There are 2 reasons why we find eating enjoyable:
First of all, eating food gives us a certain sensation. It involves the taste (sweet, salty, etc.), the smell, and the way it feels as you eat it. Also known as Orosensation, a meal’s feel can be very important.
Millions are spent each year by food companies trying to figure out the most satisfying crunchiness level of chips. There are scientists who work all day to discover the ideal fizzle amount in your soda. Such factors combine into the sensation you associate with a drink or food.
Secondly, the food’s macro-nutrient composition is also extremely important. This is the mix of carbohydrates, fats, and proteins inside it. When it comes to junk food, manufacturers seek the ideal combination of fat, sugar, and salt to trigger your brain into wanting more.
The Science of Cravings
There are many factors manufacturers of food and scientists utilize to serve you more addictive food.
One of the methods they use is called Dynamic contrast, implying creating food that combines multiple sensations. Foods that have a dynamic contrast contain a crunchy shell with something creamy and soft in the middle. It also contains a lot of taste compounds. This is applicable to many of your most liked foods: pizza, Oreos, crème brulees, etc.

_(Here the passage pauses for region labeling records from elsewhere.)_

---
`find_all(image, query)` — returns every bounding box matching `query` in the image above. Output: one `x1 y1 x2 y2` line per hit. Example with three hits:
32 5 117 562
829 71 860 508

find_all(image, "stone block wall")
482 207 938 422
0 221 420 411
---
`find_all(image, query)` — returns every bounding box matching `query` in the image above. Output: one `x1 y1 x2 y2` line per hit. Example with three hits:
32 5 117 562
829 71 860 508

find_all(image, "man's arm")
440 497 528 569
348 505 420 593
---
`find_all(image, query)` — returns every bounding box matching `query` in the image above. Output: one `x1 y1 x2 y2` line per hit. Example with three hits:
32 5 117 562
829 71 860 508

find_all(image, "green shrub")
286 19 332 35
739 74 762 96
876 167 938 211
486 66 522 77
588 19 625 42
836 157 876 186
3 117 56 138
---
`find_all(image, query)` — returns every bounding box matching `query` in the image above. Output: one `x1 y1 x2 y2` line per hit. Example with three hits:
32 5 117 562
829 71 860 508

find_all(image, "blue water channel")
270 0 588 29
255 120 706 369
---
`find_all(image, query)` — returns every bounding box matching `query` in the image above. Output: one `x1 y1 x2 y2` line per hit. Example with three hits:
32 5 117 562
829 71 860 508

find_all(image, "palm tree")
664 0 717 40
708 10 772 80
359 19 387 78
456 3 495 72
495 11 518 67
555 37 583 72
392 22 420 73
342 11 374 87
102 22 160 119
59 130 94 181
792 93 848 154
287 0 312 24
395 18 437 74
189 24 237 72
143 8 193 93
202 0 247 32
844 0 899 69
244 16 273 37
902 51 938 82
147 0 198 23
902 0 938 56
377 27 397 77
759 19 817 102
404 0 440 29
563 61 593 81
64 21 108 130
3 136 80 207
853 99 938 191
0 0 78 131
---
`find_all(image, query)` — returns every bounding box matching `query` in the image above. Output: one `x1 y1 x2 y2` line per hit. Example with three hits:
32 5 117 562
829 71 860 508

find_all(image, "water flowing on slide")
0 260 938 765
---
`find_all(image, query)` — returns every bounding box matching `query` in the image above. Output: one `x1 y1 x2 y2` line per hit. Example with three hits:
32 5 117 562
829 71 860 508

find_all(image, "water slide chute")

Foods that cause you to salivate more also seem to be more desirable, as well as those that dissolve easily in your mouth, because your brain interprets this as eating less than the actual amount.
The faster a meal disappears in your mouth, the more desirable it is. It’s the ‘vanishing’ or melting effect some foods have, which tricks your mind into thinking you’re eating less. Although you’re ingesting a ton of calories, you still don’t feel full.
The more you taste something, the less you want to eat it. It may take days for this to happen or just a few minutes. However, junk foods skip this sensory response. They are tasty enough to be appealing to your brain, but not so much as to dull out the response of your sensors. Because of this, you can eat bags after bags of chips and still crave more. The sensation remains fresh no matter how many times you eat them.
When you eat junk food, due to its calorie density, the brain thinks its receiving nutrients, but never enough of them. Your stomach and mouth receptors inform your mind the meal you are ingesting has fats, proteins, and carbohydrates. But the amount is never too small or too big. It doesn’t make you feel full unless you eat a ton of it.
Also, there is a feeling your brain associates to each food you eat. Once you get a taste of something good, your mind takes not of the feeling. A few days later, when you see that meal again or smell it, hear or read about it, you’re suddenly hit with responses and memories from the last time you had it. You start to salivate and crave after it.
Junk food companies spend millions on creating new addictive meals. All these factors, and many others, are designed to make you overeat, get unhealthy, fat, and still crave more.